"The moment we [Africans] lost our languages was also the moment we lost our bodies, our gold, diamonds, copper, coffee, tea." - Ngugi wa Thiong'o

20 March 2016

Africans and Christianity: The Elephant and the Rope

I believe most people have heard about the story of the Elephant and the rope: here’s the story. - A certain man saw an elephant tied with a tiny rope to its front leg. And this elephant didn’t make any attempt to break free even though it could. The man asked a trainer why the elephant couldn’t attempt to break away.

The trainer explained; “when they were very young and much smaller we used the same size of rope to tie them and, at that age, it was enough to hold them. As they grew up, they were conditioned to believe they cannot break away. They believe the rope can still hold them, so they never try to break free.”

This story is exactly how Africans are being held by Christianity. Like the Elephant was brainwashed into believing it cannot break away; so do Africans believe that if they stop believing in Jesus as their lord and personal saviour they’ll end up in hell fire.

Moreover, even though it is visible that the Elephant is not being held anymore; the damage to its ability to liberate itself was done when it was a baby. The same thing happened to Africans. Theirs was done when the Europeans arrived with their religion – their version of Christianity.

According to Johann Von Goethe, 1749-1832, “the only means to gain one’s ends with people are force and cunning. Love also, they say; but that is to wait for sunshine, and life needs every moment.” That was exactly how Christianity was foisted on Africans.

In his book, ‘Concept of Deity’, Dr John H Clarke wrote; “to hold a people in oppression you have to convince them first that they are supposed to be oppressed”.

This conviction can be achieved by force, cunning or love as noted by Goethe.
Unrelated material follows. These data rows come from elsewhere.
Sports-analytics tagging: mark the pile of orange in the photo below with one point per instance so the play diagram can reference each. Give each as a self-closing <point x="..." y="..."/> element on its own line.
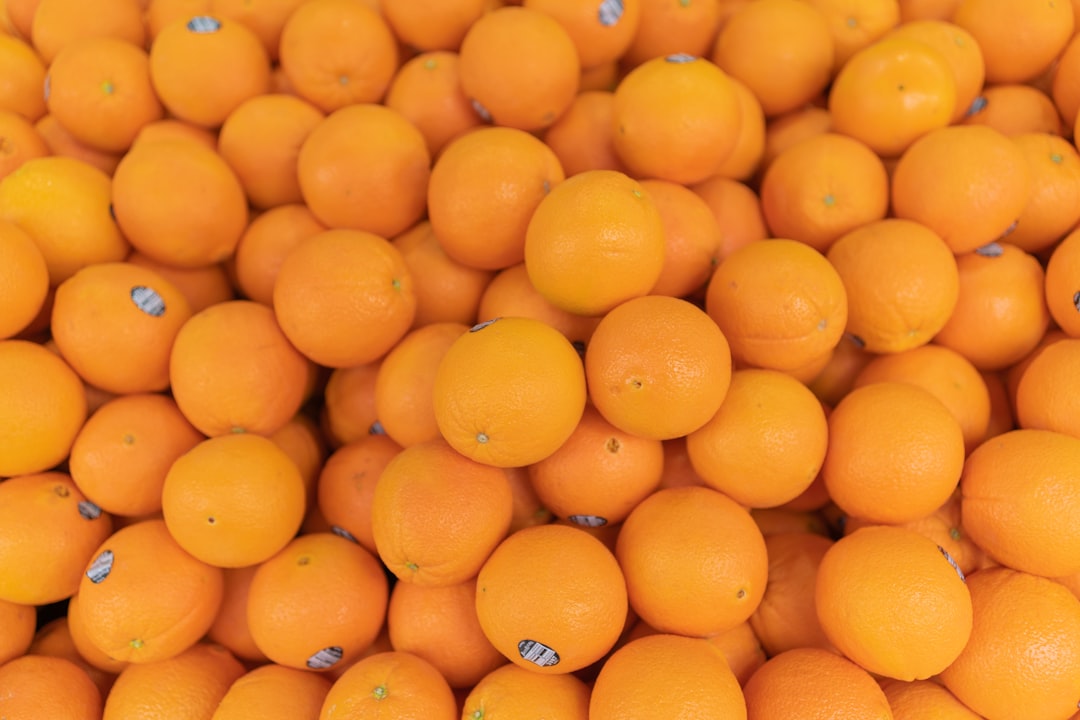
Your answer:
<point x="592" y="360"/>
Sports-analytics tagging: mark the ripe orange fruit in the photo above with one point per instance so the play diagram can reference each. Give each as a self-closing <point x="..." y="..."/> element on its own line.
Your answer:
<point x="397" y="684"/>
<point x="337" y="281"/>
<point x="891" y="93"/>
<point x="1023" y="650"/>
<point x="676" y="119"/>
<point x="598" y="474"/>
<point x="694" y="561"/>
<point x="811" y="682"/>
<point x="981" y="185"/>
<point x="509" y="392"/>
<point x="779" y="302"/>
<point x="1016" y="476"/>
<point x="593" y="242"/>
<point x="115" y="323"/>
<point x="658" y="367"/>
<point x="366" y="167"/>
<point x="782" y="50"/>
<point x="42" y="406"/>
<point x="669" y="676"/>
<point x="127" y="623"/>
<point x="318" y="602"/>
<point x="552" y="599"/>
<point x="767" y="442"/>
<point x="901" y="280"/>
<point x="484" y="188"/>
<point x="232" y="369"/>
<point x="509" y="49"/>
<point x="1001" y="313"/>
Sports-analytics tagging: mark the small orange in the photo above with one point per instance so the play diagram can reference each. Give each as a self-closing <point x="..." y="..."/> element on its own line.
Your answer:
<point x="552" y="599"/>
<point x="509" y="49"/>
<point x="436" y="515"/>
<point x="593" y="242"/>
<point x="892" y="601"/>
<point x="676" y="118"/>
<point x="694" y="561"/>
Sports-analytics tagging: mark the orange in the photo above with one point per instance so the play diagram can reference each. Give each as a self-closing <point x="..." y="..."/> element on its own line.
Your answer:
<point x="190" y="190"/>
<point x="1062" y="284"/>
<point x="436" y="515"/>
<point x="440" y="624"/>
<point x="43" y="406"/>
<point x="1023" y="651"/>
<point x="232" y="369"/>
<point x="666" y="676"/>
<point x="593" y="242"/>
<point x="115" y="323"/>
<point x="737" y="209"/>
<point x="967" y="182"/>
<point x="891" y="93"/>
<point x="1001" y="312"/>
<point x="766" y="444"/>
<point x="787" y="616"/>
<point x="403" y="386"/>
<point x="509" y="49"/>
<point x="512" y="691"/>
<point x="99" y="91"/>
<point x="484" y="188"/>
<point x="273" y="692"/>
<point x="129" y="623"/>
<point x="260" y="139"/>
<point x="336" y="281"/>
<point x="50" y="532"/>
<point x="24" y="76"/>
<point x="822" y="188"/>
<point x="676" y="118"/>
<point x="395" y="684"/>
<point x="318" y="602"/>
<point x="200" y="676"/>
<point x="123" y="451"/>
<point x="336" y="53"/>
<point x="63" y="204"/>
<point x="59" y="23"/>
<point x="25" y="276"/>
<point x="509" y="392"/>
<point x="187" y="58"/>
<point x="691" y="238"/>
<point x="38" y="685"/>
<point x="779" y="302"/>
<point x="427" y="91"/>
<point x="959" y="50"/>
<point x="446" y="290"/>
<point x="811" y="683"/>
<point x="1012" y="478"/>
<point x="925" y="698"/>
<point x="947" y="375"/>
<point x="599" y="474"/>
<point x="892" y="601"/>
<point x="1053" y="203"/>
<point x="1020" y="41"/>
<point x="552" y="599"/>
<point x="782" y="50"/>
<point x="901" y="280"/>
<point x="658" y="367"/>
<point x="428" y="25"/>
<point x="365" y="167"/>
<point x="694" y="561"/>
<point x="895" y="452"/>
<point x="264" y="245"/>
<point x="233" y="501"/>
<point x="583" y="137"/>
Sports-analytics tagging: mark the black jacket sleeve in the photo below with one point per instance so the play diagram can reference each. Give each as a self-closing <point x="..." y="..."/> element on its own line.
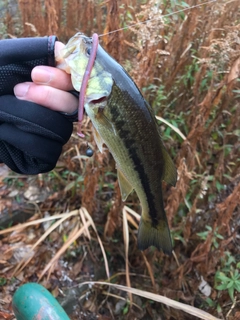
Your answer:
<point x="31" y="136"/>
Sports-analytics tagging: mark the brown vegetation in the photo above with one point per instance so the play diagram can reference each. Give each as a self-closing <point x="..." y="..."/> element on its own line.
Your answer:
<point x="188" y="66"/>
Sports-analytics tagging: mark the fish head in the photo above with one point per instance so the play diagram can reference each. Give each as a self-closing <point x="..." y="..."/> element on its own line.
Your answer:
<point x="74" y="59"/>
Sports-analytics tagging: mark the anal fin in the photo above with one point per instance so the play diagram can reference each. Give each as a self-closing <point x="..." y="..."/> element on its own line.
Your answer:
<point x="125" y="186"/>
<point x="170" y="172"/>
<point x="157" y="236"/>
<point x="98" y="139"/>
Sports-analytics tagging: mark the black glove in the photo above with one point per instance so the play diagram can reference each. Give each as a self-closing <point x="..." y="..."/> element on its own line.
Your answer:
<point x="31" y="136"/>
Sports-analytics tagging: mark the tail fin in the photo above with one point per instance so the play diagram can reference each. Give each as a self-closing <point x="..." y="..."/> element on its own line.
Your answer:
<point x="157" y="236"/>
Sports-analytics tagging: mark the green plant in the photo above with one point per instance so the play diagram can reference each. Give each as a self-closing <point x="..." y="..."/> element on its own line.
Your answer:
<point x="229" y="282"/>
<point x="215" y="236"/>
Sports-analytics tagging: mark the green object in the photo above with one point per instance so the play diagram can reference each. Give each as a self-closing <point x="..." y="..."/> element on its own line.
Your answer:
<point x="33" y="302"/>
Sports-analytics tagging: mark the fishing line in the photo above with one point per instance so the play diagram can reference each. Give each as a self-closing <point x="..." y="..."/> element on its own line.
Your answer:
<point x="86" y="76"/>
<point x="149" y="20"/>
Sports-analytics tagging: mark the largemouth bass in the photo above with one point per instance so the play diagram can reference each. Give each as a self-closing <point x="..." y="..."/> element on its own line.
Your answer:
<point x="125" y="123"/>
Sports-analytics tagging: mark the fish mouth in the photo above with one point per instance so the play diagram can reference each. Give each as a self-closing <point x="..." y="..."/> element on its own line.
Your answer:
<point x="96" y="99"/>
<point x="99" y="101"/>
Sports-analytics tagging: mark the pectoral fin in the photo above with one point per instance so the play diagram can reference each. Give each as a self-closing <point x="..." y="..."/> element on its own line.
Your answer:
<point x="98" y="139"/>
<point x="169" y="172"/>
<point x="125" y="186"/>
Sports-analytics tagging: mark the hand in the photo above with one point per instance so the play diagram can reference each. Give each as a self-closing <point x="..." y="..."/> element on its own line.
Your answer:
<point x="31" y="135"/>
<point x="49" y="88"/>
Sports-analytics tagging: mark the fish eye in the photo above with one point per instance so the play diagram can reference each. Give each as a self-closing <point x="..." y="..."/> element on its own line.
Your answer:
<point x="89" y="152"/>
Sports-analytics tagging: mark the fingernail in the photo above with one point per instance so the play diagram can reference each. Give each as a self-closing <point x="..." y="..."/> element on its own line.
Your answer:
<point x="21" y="89"/>
<point x="41" y="75"/>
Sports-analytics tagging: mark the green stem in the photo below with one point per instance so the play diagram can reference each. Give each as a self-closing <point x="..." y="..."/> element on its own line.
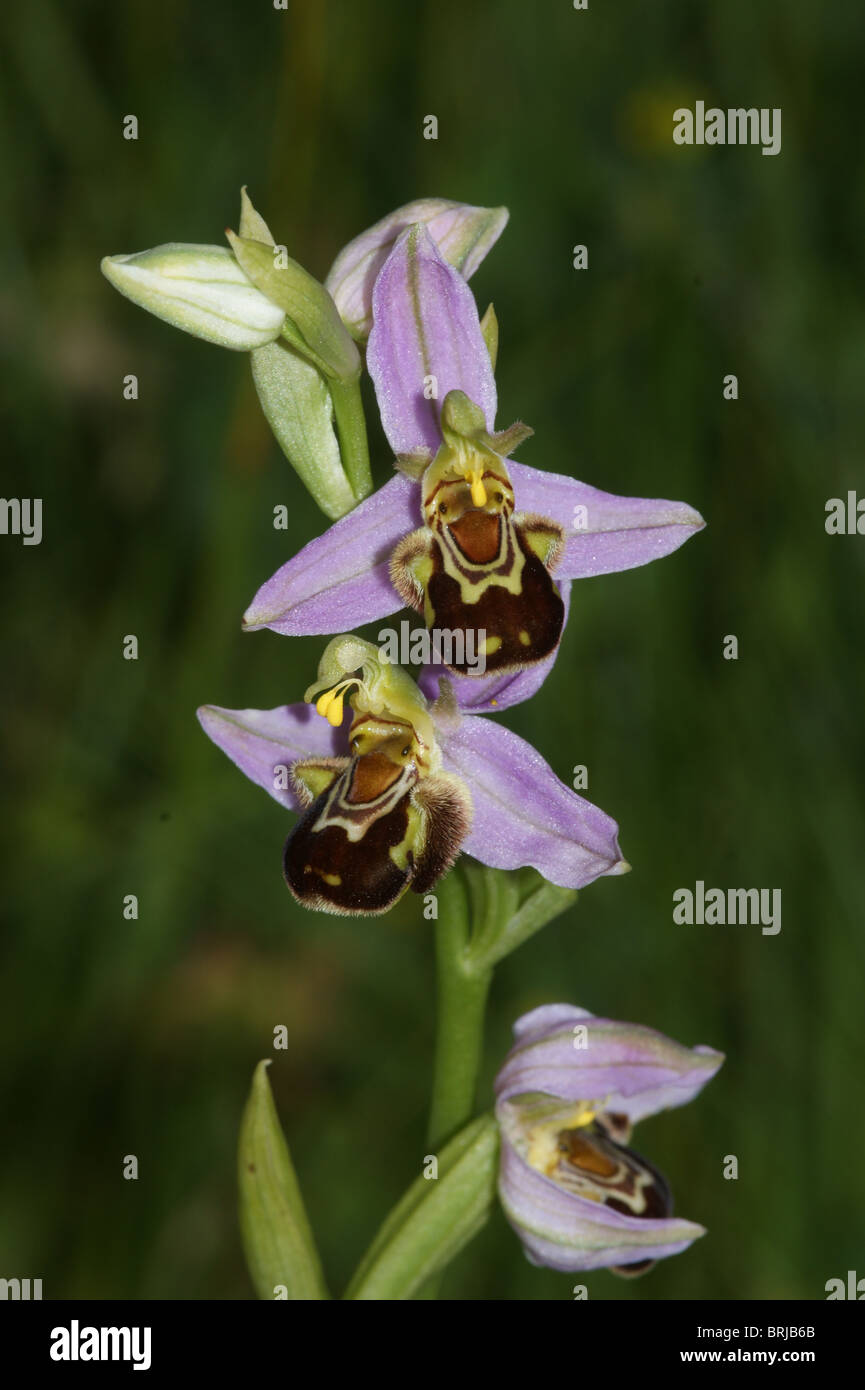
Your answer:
<point x="462" y="1004"/>
<point x="351" y="427"/>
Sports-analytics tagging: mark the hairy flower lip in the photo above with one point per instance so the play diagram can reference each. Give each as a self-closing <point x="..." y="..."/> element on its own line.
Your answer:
<point x="426" y="324"/>
<point x="637" y="1072"/>
<point x="523" y="815"/>
<point x="341" y="578"/>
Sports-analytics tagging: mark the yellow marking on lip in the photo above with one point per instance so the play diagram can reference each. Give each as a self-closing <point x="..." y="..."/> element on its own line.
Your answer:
<point x="330" y="705"/>
<point x="479" y="491"/>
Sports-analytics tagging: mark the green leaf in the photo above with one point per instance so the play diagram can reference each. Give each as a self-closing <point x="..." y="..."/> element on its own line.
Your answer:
<point x="299" y="410"/>
<point x="490" y="330"/>
<point x="435" y="1218"/>
<point x="313" y="324"/>
<point x="277" y="1237"/>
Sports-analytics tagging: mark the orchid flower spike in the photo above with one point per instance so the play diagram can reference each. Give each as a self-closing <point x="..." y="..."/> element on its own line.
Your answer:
<point x="568" y="1094"/>
<point x="497" y="542"/>
<point x="394" y="787"/>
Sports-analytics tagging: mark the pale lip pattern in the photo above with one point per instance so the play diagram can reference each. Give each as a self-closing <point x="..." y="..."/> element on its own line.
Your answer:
<point x="523" y="815"/>
<point x="626" y="1069"/>
<point x="426" y="325"/>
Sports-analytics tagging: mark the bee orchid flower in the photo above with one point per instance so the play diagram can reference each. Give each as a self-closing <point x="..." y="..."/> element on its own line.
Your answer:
<point x="463" y="534"/>
<point x="568" y="1094"/>
<point x="394" y="787"/>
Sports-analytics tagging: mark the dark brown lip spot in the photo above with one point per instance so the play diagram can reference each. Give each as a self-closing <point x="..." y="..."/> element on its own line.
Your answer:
<point x="477" y="535"/>
<point x="373" y="776"/>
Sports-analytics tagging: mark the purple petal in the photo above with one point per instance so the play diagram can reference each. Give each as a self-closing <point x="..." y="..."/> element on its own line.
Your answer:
<point x="565" y="1232"/>
<point x="463" y="235"/>
<point x="264" y="741"/>
<point x="613" y="533"/>
<point x="341" y="578"/>
<point x="523" y="815"/>
<point x="424" y="324"/>
<point x="487" y="694"/>
<point x="630" y="1068"/>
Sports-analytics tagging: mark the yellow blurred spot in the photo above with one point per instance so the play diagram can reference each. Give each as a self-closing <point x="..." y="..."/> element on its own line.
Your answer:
<point x="331" y="708"/>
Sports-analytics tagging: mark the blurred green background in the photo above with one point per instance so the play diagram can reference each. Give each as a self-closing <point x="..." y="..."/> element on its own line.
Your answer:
<point x="139" y="1037"/>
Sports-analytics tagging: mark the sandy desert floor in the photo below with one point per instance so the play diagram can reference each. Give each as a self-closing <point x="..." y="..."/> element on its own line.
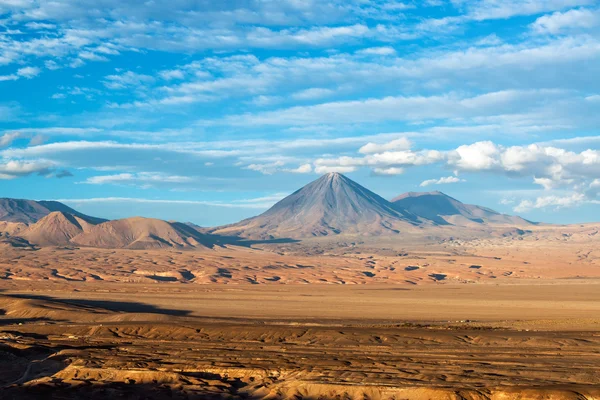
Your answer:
<point x="104" y="340"/>
<point x="502" y="318"/>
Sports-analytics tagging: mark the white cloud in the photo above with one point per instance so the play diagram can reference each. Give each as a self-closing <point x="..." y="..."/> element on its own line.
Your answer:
<point x="15" y="168"/>
<point x="146" y="179"/>
<point x="551" y="202"/>
<point x="559" y="22"/>
<point x="477" y="156"/>
<point x="441" y="181"/>
<point x="28" y="72"/>
<point x="378" y="51"/>
<point x="388" y="171"/>
<point x="126" y="80"/>
<point x="398" y="144"/>
<point x="8" y="138"/>
<point x="303" y="169"/>
<point x="267" y="168"/>
<point x="312" y="94"/>
<point x="257" y="203"/>
<point x="325" y="169"/>
<point x="172" y="74"/>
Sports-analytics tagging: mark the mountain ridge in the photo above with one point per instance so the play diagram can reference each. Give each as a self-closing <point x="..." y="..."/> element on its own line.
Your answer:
<point x="330" y="205"/>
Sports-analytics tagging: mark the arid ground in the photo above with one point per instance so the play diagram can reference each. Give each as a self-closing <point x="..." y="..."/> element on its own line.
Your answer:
<point x="503" y="318"/>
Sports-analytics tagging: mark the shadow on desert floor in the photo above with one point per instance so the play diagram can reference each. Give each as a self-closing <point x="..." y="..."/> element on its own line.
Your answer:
<point x="104" y="305"/>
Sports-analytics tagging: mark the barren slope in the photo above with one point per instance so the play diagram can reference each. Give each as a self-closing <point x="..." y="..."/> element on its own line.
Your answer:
<point x="332" y="204"/>
<point x="55" y="229"/>
<point x="30" y="211"/>
<point x="444" y="210"/>
<point x="140" y="233"/>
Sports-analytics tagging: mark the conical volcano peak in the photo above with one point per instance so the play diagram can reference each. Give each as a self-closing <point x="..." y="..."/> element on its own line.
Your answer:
<point x="332" y="204"/>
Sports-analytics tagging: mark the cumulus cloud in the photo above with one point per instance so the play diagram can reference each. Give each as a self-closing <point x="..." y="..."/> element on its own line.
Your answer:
<point x="144" y="179"/>
<point x="28" y="72"/>
<point x="398" y="144"/>
<point x="552" y="202"/>
<point x="441" y="181"/>
<point x="559" y="22"/>
<point x="15" y="168"/>
<point x="303" y="169"/>
<point x="388" y="171"/>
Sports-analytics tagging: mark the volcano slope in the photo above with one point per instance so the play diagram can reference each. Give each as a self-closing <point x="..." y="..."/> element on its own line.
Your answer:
<point x="331" y="205"/>
<point x="300" y="342"/>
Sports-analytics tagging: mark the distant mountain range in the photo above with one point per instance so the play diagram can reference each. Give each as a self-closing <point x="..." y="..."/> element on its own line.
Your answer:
<point x="330" y="205"/>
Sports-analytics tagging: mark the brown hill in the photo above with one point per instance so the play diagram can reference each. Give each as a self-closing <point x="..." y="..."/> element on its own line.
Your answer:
<point x="141" y="233"/>
<point x="55" y="229"/>
<point x="445" y="210"/>
<point x="31" y="211"/>
<point x="333" y="204"/>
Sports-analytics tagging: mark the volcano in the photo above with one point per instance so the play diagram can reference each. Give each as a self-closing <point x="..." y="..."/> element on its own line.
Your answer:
<point x="330" y="205"/>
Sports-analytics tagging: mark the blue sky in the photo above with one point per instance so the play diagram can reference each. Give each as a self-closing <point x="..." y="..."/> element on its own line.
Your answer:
<point x="210" y="111"/>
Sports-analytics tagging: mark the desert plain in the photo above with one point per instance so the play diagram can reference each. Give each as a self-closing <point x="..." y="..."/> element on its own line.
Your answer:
<point x="508" y="317"/>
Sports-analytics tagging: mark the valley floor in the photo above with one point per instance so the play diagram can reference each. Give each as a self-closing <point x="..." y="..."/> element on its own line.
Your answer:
<point x="105" y="340"/>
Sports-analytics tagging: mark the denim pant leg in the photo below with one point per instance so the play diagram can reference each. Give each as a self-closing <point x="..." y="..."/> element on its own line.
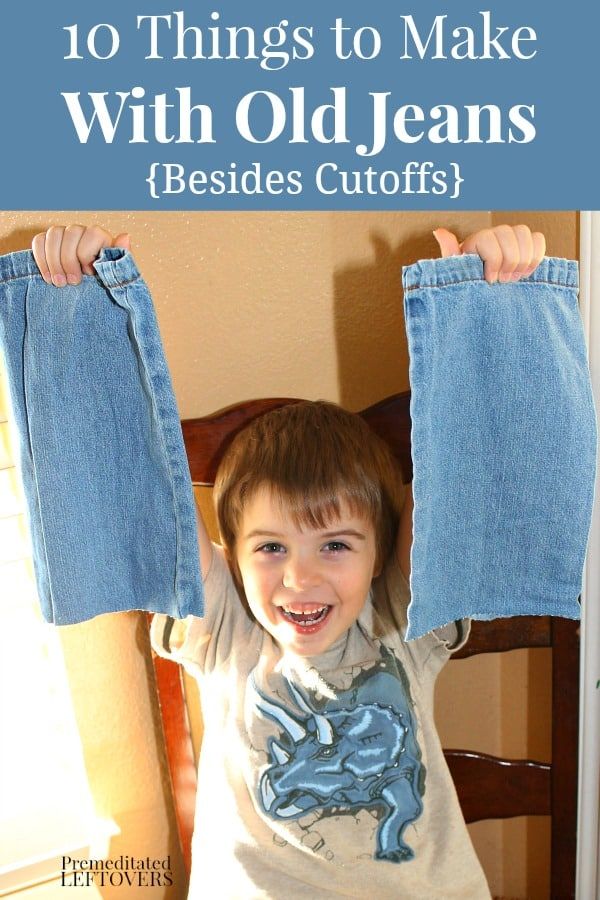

In the case of the Elephant, it is obvious that the big animal was convinced by force. As a baby it tried to free itself but couldn’t and so decided to accept the situation as an adult.

As for Africans, the Europeans cunningly imposed Christianity on them. According to Dr Clarke; their method was first to laugh at the God concept of Africans. Then, they make Africans laugh at their own God concept.

Thereafter, the Europeans didn’t have to build jails to hold Africans as they now have “a jail more binding than iron can ever put anyone”. No one needs to put chains on their bodies to hold them, because the chains are in their minds. Just like the adult Elephant.

To buttress Dr Clarke’s reasoning; there was nothing wrong or imperfect about our African religions. Everything was perfect until the Europeans told our forefathers that our religion was imperfect and by extension - we as a people are imperfect.

However, if African religions were evil as they made it out to be, what is imperfect about our African names? Again, African names were meaningful until we were told that they are meaningless.

For instance, the name of my great-granduncle was Nwachukwu. This IGBO name literally means ‘child of God’ when translated into English language. But since Nwachukwu is a name given to only male-children, the actual translation into English therefore, is ‘son of God’ – not that of Jesus.

Now, Chukwu or Chineke is the name of God in the IGBO language version of the Christian bible. In IGBO language, CHI means God while UKWU means big or great. Therefore Chi-Ukwu translates – the ‘big or greater God’. CHI-NA-EKE simply means the God that creates.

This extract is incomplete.